Elimination of micronuclei from microspores in a Brazilian oat (Avena sativa L.) variety

Baptista-Giacomelli, Flávia Roseli; Pagliarini, Maria Suely; Almeida, Juliano Luiz de

doi:10.1590/S1415-47572000000300029

Abstracts

Chromosome elimination in interspecific hybrids is a powerful tool in breeding programs. Of 12 Brazilian oat varieties recommended for cultivation in southern Brazil, one variety, UFRGS 15, presented a new type of chromosome elimination never described in any other species. Chromosomes that produced micronuclei during meiosis were eliminated from microspores as microcytes. The micronucleus reached the microspore wall and formed a kind of bud, separated from the microspore. The eliminated microcytes gave origin to small and sterile pollen grains. The possible applications of this finding for oat breeding are discussed.

Eliminação de cromossomos em híbridos interespecíficos é uma ferramenta poderosa em programas de melhoramento. Entre 12 variedades brasileiras de aveia recomendadas para cultivo na região Sul, uma (UFRGS 15) apresentou um tipo de eliminação cromossômica nunca antes descrita em outra espécie. Cromossomos que deram origem a micronúcleos durante a meiose foram eliminados do micrósporo como micrócito. O micronúcleo aproximava-se da parede do micrósporo, formava um tipo de brotamento e sofria separação do micrósporo. Os micrócitos eliminados deram origem a grãos de pólen pequenos e estéreis. As possíveis aplicações deste achado para o melhoramento de aveia são discutidas.

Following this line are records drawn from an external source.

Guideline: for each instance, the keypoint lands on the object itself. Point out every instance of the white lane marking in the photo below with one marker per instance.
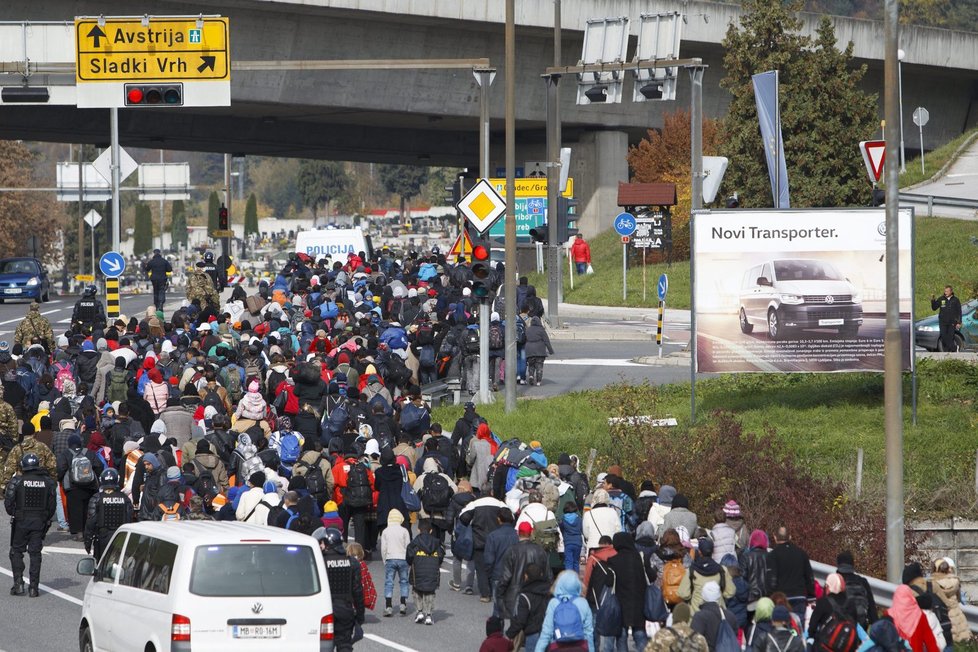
(64, 551)
(390, 644)
(47, 589)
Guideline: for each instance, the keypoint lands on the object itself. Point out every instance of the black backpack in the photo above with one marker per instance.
(436, 494)
(358, 492)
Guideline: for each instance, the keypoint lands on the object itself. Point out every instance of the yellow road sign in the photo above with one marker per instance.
(170, 49)
(531, 187)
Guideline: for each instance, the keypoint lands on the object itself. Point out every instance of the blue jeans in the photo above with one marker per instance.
(399, 566)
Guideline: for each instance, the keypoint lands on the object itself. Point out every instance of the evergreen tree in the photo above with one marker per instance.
(251, 215)
(178, 224)
(213, 206)
(405, 181)
(142, 239)
(824, 113)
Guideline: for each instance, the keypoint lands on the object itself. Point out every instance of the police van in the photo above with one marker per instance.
(206, 585)
(334, 244)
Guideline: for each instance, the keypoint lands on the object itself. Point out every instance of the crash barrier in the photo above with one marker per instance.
(883, 592)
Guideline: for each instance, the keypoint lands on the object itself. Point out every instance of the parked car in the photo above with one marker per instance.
(790, 294)
(927, 333)
(206, 585)
(23, 278)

Elimination of micronuclei from microspores in a Brazilian oat (Avena sativa L.) variety

Flávia Roseli Baptista-Giacomelli¹, Maria Suely Pagliarini¹ and Juliano Luiz de Almeida²

¹

Send correspondence to M.S.P. E-mail: mspagliarini@uem.br

²Cooperativa Agrária Mista de Entre Rios, Guarapuava, PR, Brasil.

ABSTRACT

Chromosome elimination in interspecific hybrids is a powerful tool in breeding programs. Of 12 Brazilian oat varieties recommended for cultivation in southern Brazil, one variety, UFRGS 15, presented a new type of chromosome elimination never described in any other species. Chromosomes that produced micronuclei during meiosis were eliminated from microspores as microcytes. The micronucleus reached the microspore wall and formed a kind of bud, separated from the microspore. The eliminated microcytes gave origin to small and sterile pollen grains. The possible applications of this finding for oat breeding are discussed.

INTRODUCTION

The genus Avena L. (Poaceae) has a basic chromosome number x = 7 and contains diploid, tetraploid and hexaploid species. Avena sativa, the cultivated and most important commercial oat, is a hexaploid species (2n = 6x = 42) with an AACCDD genomic constitution. In general, A-type genomes of diploid species show metacentric chromosomes, whereas in C-type genomes most chromosomes are subterminal. It is generally believed that hexaploid oats originated by tetraploidization of A. maroccana and A. murphyi, both with AC-type genomes (Leggett, 1984), while the origin of the D-type genome in hexaploid oats remains unknown.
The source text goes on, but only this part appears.